Manufacturing output for May contracted by 3.7% year-on-year, more than double what economists polled by Reuters had predicted.
On a month-to-month basis, factory output slipped for a second consecutive month after contracting 1.9% in April.
The rand dropped from a relatively firm overnight close in New York towards the 10.8 mark, before pulling back to trade at 10.7100 per dollar late on Thursday afternoon, 0.4% weaker.
Total mining output for May was also down, dropping by 6.6% year-on-year, in large part due to a major strike in the platinum sector.
"In the run-up to the manufacturing data we already saw the rand under selling pressure.
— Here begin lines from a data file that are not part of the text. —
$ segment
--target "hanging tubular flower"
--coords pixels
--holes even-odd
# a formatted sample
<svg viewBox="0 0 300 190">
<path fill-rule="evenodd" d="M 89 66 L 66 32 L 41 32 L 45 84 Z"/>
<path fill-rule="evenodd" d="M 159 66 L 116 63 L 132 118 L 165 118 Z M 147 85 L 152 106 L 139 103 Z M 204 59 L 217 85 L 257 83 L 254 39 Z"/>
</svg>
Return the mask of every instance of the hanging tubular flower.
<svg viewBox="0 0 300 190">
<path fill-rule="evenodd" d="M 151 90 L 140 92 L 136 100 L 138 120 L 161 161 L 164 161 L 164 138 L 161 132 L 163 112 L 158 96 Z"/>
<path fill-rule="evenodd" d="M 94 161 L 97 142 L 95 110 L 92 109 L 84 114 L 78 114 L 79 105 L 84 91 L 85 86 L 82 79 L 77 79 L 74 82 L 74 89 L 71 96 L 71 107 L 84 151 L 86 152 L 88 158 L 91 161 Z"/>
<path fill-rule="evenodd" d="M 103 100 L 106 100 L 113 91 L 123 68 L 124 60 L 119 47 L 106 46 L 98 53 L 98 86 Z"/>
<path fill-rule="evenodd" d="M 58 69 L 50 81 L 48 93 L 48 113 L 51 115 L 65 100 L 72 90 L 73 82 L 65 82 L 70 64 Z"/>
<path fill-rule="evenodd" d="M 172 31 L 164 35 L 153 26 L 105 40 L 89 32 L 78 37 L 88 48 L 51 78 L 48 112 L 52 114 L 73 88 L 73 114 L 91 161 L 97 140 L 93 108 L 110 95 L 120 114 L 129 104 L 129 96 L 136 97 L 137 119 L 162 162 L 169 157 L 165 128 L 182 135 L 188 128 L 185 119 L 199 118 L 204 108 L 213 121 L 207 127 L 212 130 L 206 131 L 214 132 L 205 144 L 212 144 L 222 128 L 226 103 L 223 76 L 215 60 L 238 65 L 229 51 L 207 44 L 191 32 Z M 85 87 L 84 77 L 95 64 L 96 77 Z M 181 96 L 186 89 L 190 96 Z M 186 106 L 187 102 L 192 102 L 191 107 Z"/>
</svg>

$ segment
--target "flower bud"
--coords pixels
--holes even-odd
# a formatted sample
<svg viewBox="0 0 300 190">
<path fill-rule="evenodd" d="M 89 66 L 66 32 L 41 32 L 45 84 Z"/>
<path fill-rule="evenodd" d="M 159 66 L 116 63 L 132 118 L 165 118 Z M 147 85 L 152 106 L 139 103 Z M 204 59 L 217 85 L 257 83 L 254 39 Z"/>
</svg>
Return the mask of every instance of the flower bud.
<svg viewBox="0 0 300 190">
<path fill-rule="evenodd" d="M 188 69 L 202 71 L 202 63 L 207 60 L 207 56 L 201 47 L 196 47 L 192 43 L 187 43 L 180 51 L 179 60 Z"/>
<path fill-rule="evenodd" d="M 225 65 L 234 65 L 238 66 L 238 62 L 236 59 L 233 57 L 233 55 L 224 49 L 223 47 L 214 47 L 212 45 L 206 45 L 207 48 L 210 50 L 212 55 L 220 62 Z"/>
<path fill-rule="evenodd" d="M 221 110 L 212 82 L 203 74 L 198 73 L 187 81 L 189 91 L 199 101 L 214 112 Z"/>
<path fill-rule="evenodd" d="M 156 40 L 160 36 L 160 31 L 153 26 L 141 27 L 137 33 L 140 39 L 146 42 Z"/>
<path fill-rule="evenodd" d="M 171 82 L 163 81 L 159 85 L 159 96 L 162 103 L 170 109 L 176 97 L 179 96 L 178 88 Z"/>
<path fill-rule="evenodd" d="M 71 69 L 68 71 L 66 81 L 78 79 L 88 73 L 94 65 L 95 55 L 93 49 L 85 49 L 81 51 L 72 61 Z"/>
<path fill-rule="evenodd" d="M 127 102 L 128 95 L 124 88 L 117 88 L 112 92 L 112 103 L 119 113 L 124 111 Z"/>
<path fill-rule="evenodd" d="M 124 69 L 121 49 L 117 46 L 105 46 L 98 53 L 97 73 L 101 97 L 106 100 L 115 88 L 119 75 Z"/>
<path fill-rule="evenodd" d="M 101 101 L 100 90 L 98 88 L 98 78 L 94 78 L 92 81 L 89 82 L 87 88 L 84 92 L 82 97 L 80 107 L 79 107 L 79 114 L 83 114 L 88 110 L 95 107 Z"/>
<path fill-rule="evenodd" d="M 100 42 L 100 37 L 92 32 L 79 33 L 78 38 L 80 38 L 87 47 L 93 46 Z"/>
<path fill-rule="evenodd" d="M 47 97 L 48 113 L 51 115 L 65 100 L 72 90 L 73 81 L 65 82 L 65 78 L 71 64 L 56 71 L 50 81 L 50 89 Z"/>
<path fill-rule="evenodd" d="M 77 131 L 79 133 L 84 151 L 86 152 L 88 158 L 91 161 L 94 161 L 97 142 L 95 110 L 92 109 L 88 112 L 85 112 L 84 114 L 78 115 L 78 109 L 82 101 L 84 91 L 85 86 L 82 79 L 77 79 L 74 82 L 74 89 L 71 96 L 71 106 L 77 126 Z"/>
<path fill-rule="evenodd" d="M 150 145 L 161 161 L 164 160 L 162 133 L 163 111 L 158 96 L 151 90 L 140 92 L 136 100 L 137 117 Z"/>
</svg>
The response to the data is that selling pressure has become more pronounced," said Jana van Deventer, an economist at ETM Analytics.
"Investors are becoming increasingly concerned about the domestic growth outlook."
A work stoppage by more than 200 000 workers in the metals sector remains underway, entering its second week.
The strike, led by Numsa, has affected production at major automobile makers, including BMW and General Motors.
Construction of two power plants for Eskom has also been disrupted.
In fixed income, local bonds tracked the weaker currency lower.
The yield on the 2015 paper added 1.5 basis to 6.695%, while the longer-dated 2026 paper added 2.5 basis points to 8.325%.